When climate change, COVID and other impending problems prevent us from moving around in the world as we used to, artists and scientists are needed to produce experiments that give new perspectives. Becoming part of this project will allow me to continue my work on memory, on how our bodies change along with our perception of the world and on how to remember a more sustainable future. 
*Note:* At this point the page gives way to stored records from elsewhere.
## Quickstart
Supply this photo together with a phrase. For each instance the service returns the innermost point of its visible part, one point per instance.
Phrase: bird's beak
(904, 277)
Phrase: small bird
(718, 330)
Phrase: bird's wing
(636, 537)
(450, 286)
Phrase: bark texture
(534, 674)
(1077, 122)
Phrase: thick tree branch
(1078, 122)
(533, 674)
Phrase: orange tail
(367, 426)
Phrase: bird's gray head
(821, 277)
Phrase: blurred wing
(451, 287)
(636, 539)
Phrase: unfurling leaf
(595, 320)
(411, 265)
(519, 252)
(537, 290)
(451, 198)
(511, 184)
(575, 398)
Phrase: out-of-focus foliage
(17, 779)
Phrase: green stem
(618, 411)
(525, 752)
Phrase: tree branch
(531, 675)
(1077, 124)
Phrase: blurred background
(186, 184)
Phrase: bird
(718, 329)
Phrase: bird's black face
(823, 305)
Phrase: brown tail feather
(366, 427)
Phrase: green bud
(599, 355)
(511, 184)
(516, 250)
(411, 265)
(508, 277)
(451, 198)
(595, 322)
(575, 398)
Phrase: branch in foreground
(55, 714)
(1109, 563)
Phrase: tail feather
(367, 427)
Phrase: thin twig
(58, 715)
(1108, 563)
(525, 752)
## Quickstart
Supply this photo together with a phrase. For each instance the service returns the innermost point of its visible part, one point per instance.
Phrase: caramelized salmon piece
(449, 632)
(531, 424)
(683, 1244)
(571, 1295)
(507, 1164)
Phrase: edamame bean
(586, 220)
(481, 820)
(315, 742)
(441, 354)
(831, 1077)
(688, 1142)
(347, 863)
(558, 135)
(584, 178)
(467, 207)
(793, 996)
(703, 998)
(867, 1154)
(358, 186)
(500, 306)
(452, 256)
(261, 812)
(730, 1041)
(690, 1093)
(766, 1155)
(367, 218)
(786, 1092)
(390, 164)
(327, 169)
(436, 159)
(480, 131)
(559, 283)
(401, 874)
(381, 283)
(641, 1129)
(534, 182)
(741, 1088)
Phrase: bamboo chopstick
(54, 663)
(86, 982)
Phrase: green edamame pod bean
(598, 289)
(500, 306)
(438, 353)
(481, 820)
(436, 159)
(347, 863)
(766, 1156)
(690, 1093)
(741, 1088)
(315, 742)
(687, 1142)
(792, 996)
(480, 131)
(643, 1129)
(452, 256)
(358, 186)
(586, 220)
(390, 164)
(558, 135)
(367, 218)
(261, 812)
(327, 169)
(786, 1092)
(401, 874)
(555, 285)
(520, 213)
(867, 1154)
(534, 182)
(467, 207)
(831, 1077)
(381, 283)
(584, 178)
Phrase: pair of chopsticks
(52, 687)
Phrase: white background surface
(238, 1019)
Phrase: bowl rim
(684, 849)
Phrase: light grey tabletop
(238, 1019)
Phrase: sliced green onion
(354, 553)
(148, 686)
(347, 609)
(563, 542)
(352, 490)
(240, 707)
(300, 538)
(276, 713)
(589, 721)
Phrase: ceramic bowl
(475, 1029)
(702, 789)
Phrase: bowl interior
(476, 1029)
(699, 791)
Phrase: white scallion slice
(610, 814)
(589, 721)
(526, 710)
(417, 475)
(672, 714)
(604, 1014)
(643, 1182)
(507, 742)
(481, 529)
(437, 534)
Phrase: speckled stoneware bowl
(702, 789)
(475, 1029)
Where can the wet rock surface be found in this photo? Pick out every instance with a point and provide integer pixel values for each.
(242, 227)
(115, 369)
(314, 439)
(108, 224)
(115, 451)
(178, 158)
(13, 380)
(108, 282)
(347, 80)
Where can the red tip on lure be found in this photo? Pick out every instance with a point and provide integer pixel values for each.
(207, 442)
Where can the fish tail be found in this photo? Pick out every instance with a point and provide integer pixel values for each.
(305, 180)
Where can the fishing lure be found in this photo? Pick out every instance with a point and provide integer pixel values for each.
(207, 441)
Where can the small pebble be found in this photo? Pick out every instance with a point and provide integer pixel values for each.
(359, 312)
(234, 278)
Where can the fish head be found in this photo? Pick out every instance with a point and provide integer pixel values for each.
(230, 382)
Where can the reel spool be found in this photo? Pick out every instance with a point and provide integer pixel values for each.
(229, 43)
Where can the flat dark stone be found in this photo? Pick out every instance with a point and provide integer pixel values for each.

The jury’s citation       

Yet, it moves! is the winner of the 2021 Vision Exhibition Award. Anchored in a grand vision of letting artworks occupy seven key locations in Copenhagen's urban spaces, the theme of movement, a subject at once fundamental and hyper-topical and complex, will be presented to a wide audience.

One of the strengths of the exhibition concept is its potential to offer the city users an experience of the artworks by moving together with them, thereby providing new and powerful visual entry points for experiencing interrelations that are otherwise only discussed theoretically. Carefully selected locations in Copenhagen are being envisaged as sites for the building of platforms and as experiential spaces for the presentation of screen-based works, performances and other artistic manifestations that can offer the experience of movement in us, around us and above us’, writes the jury in its citation choosing Copenhagen Contemporary as the winner.